Of all of C.S. Lewis’s books, I’ve reread A Grief Observed the most. In it, there’s a line I use as the epigraph in my memoir: “I, or any mortal at any time, may be utterly mistaken as to the situation he is really in.” This idea used to infuriate me. Now I cling to it—not because it makes the confusion any less confusing. Not because it makes the pain less painful. But because, year upon year, I have come to know more of this God who holds the world, such as it is, in His hand, and I have gained more by yielding to Him than I could’ve thought possible. I have gained more by letting Him shape me in the darkness than I could’ve by shutting my eyes and waiting for it to end—possibly more than I could’ve if I’d never been driven into the darkness in the first place.

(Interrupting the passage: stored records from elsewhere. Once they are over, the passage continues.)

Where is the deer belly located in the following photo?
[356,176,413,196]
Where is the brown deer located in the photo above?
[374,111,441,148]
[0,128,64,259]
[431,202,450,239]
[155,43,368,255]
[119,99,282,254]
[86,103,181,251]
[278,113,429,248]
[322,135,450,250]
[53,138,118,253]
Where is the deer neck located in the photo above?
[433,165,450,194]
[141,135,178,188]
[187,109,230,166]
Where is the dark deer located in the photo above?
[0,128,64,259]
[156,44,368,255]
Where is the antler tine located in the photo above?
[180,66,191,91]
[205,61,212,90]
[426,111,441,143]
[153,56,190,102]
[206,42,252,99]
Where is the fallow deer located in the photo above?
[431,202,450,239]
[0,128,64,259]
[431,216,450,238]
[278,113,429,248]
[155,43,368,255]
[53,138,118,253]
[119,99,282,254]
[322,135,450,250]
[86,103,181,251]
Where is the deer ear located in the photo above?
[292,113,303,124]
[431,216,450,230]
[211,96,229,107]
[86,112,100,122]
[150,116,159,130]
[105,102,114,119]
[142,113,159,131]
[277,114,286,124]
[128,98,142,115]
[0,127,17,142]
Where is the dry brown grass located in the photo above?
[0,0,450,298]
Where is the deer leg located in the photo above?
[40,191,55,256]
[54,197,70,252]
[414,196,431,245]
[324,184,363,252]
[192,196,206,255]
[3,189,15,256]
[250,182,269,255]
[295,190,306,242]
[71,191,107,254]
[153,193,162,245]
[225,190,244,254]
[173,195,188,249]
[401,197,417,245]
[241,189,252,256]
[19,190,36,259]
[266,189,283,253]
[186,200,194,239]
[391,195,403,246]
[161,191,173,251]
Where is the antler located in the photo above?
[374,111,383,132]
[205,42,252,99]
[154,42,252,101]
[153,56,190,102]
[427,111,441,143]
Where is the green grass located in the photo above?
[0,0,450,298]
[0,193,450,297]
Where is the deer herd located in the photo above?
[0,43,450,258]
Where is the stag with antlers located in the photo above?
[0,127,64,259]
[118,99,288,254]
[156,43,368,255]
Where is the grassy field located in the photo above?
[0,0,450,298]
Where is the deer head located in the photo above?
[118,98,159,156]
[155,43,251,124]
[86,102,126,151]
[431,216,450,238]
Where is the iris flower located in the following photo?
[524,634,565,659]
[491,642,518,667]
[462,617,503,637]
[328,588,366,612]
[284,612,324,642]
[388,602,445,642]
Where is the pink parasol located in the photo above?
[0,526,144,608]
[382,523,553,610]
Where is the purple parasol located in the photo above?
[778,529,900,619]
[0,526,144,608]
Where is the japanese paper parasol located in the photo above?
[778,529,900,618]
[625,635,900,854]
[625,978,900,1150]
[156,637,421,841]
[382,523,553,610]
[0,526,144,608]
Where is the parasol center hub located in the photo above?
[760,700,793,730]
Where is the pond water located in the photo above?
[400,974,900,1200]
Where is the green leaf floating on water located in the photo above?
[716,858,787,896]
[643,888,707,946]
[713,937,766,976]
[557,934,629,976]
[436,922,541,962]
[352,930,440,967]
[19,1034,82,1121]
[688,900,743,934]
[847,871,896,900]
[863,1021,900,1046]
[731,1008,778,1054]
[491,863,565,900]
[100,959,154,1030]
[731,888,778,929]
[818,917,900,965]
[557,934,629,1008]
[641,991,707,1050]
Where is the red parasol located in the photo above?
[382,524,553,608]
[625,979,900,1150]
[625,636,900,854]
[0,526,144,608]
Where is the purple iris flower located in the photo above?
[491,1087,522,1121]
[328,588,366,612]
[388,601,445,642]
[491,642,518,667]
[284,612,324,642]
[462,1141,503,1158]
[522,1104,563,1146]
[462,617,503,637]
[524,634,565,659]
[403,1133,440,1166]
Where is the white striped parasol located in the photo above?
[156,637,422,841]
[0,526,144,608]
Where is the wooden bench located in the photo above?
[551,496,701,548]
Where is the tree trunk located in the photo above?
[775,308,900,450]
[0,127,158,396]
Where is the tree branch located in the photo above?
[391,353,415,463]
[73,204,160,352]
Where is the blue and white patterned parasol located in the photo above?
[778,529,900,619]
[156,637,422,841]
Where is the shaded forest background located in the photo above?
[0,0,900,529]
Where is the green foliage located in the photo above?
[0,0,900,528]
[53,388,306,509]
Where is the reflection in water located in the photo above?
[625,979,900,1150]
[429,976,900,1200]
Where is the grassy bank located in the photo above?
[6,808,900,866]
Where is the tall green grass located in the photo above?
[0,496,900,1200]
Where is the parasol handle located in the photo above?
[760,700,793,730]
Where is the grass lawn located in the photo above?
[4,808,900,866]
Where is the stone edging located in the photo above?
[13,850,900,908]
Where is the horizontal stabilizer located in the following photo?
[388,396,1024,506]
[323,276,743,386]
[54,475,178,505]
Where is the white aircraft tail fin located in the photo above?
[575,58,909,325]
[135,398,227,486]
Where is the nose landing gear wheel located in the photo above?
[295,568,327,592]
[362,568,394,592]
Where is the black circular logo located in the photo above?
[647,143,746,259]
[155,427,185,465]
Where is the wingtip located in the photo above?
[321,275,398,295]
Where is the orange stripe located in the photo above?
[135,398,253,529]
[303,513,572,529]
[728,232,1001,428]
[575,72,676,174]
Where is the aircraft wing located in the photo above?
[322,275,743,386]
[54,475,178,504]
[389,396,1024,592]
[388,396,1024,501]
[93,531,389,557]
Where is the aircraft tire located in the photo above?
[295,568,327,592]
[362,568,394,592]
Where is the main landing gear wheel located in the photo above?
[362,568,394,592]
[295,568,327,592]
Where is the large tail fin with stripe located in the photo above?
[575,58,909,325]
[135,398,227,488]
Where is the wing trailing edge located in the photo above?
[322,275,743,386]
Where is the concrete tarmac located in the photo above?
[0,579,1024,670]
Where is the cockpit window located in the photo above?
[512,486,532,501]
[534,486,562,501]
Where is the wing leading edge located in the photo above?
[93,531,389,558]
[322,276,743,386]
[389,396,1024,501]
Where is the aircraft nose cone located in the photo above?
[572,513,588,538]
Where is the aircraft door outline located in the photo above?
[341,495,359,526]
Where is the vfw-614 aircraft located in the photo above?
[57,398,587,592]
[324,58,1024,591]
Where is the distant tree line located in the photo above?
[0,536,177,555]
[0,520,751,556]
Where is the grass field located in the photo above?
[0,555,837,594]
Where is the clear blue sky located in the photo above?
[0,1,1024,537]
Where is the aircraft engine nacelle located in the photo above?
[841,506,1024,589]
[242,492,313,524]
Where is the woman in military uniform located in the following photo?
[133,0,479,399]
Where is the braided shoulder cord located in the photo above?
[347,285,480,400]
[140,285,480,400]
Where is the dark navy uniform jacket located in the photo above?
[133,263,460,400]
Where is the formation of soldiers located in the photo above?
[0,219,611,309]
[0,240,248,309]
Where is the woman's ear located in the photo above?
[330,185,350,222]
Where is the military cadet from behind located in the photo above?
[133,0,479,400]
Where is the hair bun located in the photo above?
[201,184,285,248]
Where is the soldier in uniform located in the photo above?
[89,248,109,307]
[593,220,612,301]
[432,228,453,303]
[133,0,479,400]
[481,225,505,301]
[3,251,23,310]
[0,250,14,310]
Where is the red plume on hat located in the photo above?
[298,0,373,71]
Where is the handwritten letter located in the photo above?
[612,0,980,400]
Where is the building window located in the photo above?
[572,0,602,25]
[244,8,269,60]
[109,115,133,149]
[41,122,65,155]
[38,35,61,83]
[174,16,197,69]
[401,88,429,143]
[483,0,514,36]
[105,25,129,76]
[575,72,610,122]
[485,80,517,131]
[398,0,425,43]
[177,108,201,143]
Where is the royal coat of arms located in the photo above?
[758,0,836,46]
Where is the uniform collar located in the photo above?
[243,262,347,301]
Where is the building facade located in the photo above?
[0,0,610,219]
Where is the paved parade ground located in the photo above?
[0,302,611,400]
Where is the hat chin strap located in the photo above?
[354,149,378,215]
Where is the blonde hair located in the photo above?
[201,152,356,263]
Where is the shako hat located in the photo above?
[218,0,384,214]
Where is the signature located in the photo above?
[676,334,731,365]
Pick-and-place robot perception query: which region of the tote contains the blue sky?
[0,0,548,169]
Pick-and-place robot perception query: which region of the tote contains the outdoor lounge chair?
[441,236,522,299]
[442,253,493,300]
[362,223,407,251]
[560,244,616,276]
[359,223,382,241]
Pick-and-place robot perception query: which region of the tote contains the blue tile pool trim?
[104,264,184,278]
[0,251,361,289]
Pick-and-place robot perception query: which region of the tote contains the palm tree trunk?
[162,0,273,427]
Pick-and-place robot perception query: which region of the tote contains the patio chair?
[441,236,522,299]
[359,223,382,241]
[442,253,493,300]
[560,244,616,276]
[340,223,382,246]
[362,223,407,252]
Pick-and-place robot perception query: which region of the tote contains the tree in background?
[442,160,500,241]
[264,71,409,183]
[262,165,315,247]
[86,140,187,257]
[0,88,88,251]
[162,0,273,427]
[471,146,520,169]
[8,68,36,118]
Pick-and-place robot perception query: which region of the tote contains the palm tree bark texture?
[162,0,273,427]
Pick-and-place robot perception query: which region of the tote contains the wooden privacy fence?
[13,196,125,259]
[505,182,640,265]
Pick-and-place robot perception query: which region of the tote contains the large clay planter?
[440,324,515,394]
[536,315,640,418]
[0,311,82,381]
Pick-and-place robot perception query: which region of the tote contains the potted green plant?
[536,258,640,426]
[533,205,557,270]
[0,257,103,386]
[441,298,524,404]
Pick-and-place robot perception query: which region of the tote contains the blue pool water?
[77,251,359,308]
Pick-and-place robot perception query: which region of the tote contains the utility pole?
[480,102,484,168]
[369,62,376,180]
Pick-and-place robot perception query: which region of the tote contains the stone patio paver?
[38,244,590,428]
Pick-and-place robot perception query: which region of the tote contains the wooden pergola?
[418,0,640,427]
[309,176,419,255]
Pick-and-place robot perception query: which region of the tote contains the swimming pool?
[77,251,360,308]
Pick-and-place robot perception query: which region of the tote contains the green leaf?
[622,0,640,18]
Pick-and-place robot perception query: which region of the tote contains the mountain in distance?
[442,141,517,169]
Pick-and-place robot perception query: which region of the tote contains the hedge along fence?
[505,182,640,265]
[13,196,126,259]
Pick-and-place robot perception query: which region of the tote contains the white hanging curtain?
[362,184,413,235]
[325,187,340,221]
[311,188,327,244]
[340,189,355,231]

“I will give you the treasures of darkness,” God says in Isaiah 45:3, “riches stored in secret places, so that you may know that I am the Lord, the God of Israel, who summons you by name.” The great gift of Christianity is not that it spares you from trouble, and anyone who believes otherwise has, I think, not spent much time reading the Bible. No, the great gift of Christianity is knowing to whom you belong—that this world can do its worst, and still, you will be called by name by the One who created you, who sees you, who has something to give you: a treasured thing that will cause you to know, in the depths of your being, that He is God.
And when you know that, it becomes the secret that carries you through the darkest days. It becomes the richness that trains your eyes, your ears, your heart to notice the veins of mercy running through the barren places in your soul. It becomes the impulse to take stock of where you are and not just resign yourself to a decrepit fate—not just use your season of strife as an excuse to resent the God who put you there—but to open your hands, such as they are, and ask Him to fill them. And there, in the darkness, where you have no choice but to be, He can teach you to use what you’ve been given to create what you otherwise could not.